According to depositions taken in this case and hospital record, testicular torsion was a diagnosis under active consideration for this patient (differential diagnosis). The standard of care requires that testicular torsion be emergently considered and emergently confirmed or ruled out by manual examination for any adolescent male presenting with abdominal pain. The child was discharged home with a diagnosis of abdominal pain.

The minor returned to the ER approximately 12 hours later with severe genital pain and a massively enlarged testicle. Testicular torsion was diagnosed and a surgeon was called in to perform emergency surgery. The anesthesiology staff violated hospital policy and good medical practice by refusing to permit the required emergency surgery. The patient was transported by ambulance to another area for emergency surgery. This anesthesiology error caused another delay in treatment and cost the minor whatever chance the surgeon had to save his testicle.

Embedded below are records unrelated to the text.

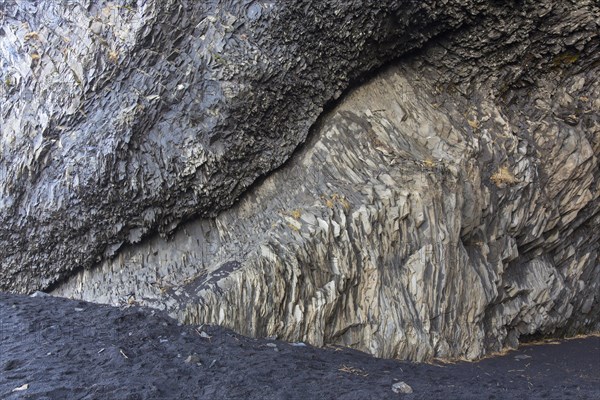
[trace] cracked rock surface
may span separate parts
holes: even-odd
[[[248,3],[244,18],[259,15],[266,25],[256,32],[272,36],[253,33],[266,47],[240,46],[295,50],[246,70],[235,57],[250,52],[225,46],[214,57],[220,68],[190,67],[216,78],[182,77],[181,65],[211,54],[189,46],[213,43],[184,35],[173,40],[187,61],[173,67],[172,91],[142,91],[131,104],[119,96],[145,76],[140,63],[152,62],[143,80],[149,88],[171,82],[152,75],[170,71],[171,50],[116,63],[103,86],[110,89],[88,93],[97,103],[64,117],[54,142],[38,129],[37,158],[38,142],[22,133],[33,128],[5,134],[4,126],[17,126],[19,107],[27,108],[23,85],[32,81],[18,83],[5,93],[20,100],[2,111],[3,154],[23,158],[5,156],[0,168],[0,240],[14,244],[0,250],[1,287],[53,285],[58,295],[136,302],[246,335],[412,360],[474,359],[523,335],[600,330],[599,8],[591,1],[444,3],[362,10],[360,2],[332,3],[299,14],[314,13],[314,31],[312,18],[292,12],[296,6],[266,11],[260,3],[258,12],[259,3]],[[220,18],[228,8],[213,5],[220,14],[202,21],[227,33],[233,23]],[[198,21],[208,13],[190,7]],[[156,18],[189,11],[119,10]],[[330,18],[316,22],[316,15]],[[163,23],[148,26],[171,34]],[[335,29],[321,31],[327,23]],[[153,31],[143,26],[131,34],[152,48]],[[238,29],[255,32],[248,26]],[[307,39],[286,39],[283,32],[295,29]],[[23,40],[33,40],[27,34]],[[146,54],[143,46],[130,54]],[[343,96],[290,158],[327,101],[362,72],[417,47]],[[298,68],[302,59],[290,54],[312,61]],[[266,81],[252,72],[275,60]],[[206,93],[215,93],[212,100]],[[122,118],[108,117],[111,107]],[[29,126],[30,119],[18,121]],[[106,158],[90,157],[103,149]],[[175,229],[192,215],[200,217]],[[154,229],[175,230],[148,236]]]

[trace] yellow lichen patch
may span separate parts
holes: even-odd
[[[517,178],[510,172],[508,167],[498,168],[498,171],[492,174],[490,180],[494,182],[496,186],[514,185],[518,182]]]
[[[423,166],[425,168],[434,168],[435,167],[435,161],[433,161],[431,158],[428,158],[426,160],[423,160]]]
[[[473,119],[467,118],[467,123],[473,129],[479,128],[479,122],[476,119],[474,119],[474,118]]]

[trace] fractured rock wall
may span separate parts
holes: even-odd
[[[2,2],[0,289],[231,206],[349,82],[471,21],[463,3]]]
[[[413,360],[598,331],[598,82],[561,66],[463,95],[440,48],[349,93],[231,210],[55,293]]]
[[[134,35],[141,47],[127,53],[148,58],[114,68],[125,81],[109,75],[112,89],[91,96],[89,110],[97,117],[79,113],[77,123],[65,120],[73,126],[60,124],[67,129],[39,153],[45,161],[35,173],[27,167],[27,174],[11,175],[27,163],[2,164],[0,239],[14,244],[2,250],[2,288],[55,285],[55,294],[138,302],[189,323],[414,360],[472,359],[515,345],[522,335],[600,330],[598,7],[591,1],[474,1],[463,9],[445,3],[390,2],[369,12],[345,3],[348,9],[319,10],[331,19],[314,17],[314,29],[306,12],[273,6],[272,19],[264,18],[275,24],[286,16],[285,29],[265,28],[274,29],[267,39],[250,25],[233,30],[260,36],[259,53],[283,62],[258,86],[248,76],[255,70],[244,72],[236,58],[254,59],[252,52],[211,58],[221,67],[200,68],[208,77],[180,75],[185,68],[178,65],[195,62],[181,61],[190,54],[212,54],[193,46],[234,36],[227,36],[233,14],[223,4],[190,4],[178,12],[175,2],[166,2],[138,10],[165,21],[192,15],[190,26],[204,21],[216,36],[205,33],[212,39],[202,42],[174,33],[165,42],[160,37],[168,23],[148,19],[150,28],[142,24],[143,34]],[[242,9],[244,18],[265,21],[254,4]],[[212,6],[219,12],[199,9]],[[131,11],[119,10],[111,15]],[[410,21],[415,29],[408,29]],[[327,23],[335,29],[321,32],[319,24]],[[310,40],[281,39],[296,29]],[[328,42],[327,35],[337,39]],[[296,50],[271,57],[269,46],[281,40]],[[161,47],[153,48],[154,41]],[[170,41],[185,51],[171,53]],[[206,217],[286,160],[352,78],[420,46],[344,96],[301,150],[233,207]],[[337,56],[330,54],[334,48]],[[152,58],[148,49],[160,53]],[[181,64],[169,64],[171,54]],[[318,61],[291,73],[283,60],[302,64],[297,55]],[[158,98],[142,91],[142,108],[114,103],[111,93],[139,91],[144,73],[139,82],[154,87],[158,75],[152,74],[171,67],[173,79],[158,80],[165,86],[174,80],[171,91]],[[163,95],[174,96],[179,85],[183,97],[165,105]],[[17,99],[23,88],[7,93]],[[111,107],[126,113],[107,117]],[[20,132],[11,119],[19,112],[3,108],[2,115],[3,126]],[[178,125],[187,121],[195,128]],[[22,149],[23,160],[37,154],[38,142],[28,147],[31,138],[5,140],[4,132],[3,154]],[[95,140],[102,137],[112,143],[105,167],[73,157],[97,154],[104,147]],[[58,153],[53,143],[70,150]],[[123,143],[122,152],[111,150]],[[52,158],[58,154],[64,158]],[[167,156],[155,168],[156,154]],[[63,173],[68,180],[59,179]],[[69,186],[74,182],[80,189]],[[205,217],[174,230],[194,214]],[[159,225],[172,237],[147,237]]]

The minor, suffered the functional loss of one testicle due to the negligence at the first presentation to the Emergency Room in the early morning hours of September 9, 2007, and the anesthesiology staff during the second delay upon his second presentation that same evening. The minor risks reduced fertility and risks total sterility if his remaining testicle is ever injured. He suffers from the deformity of an atrophied testicle which will require surgical removal and prosthesis. He suffered emotional injuries from the fear and pain he suffered on September 9, 2007, loss of trust in adults, loss of trust in the medical profession, and the emotional scarring from a testicular injury to an adolescent male.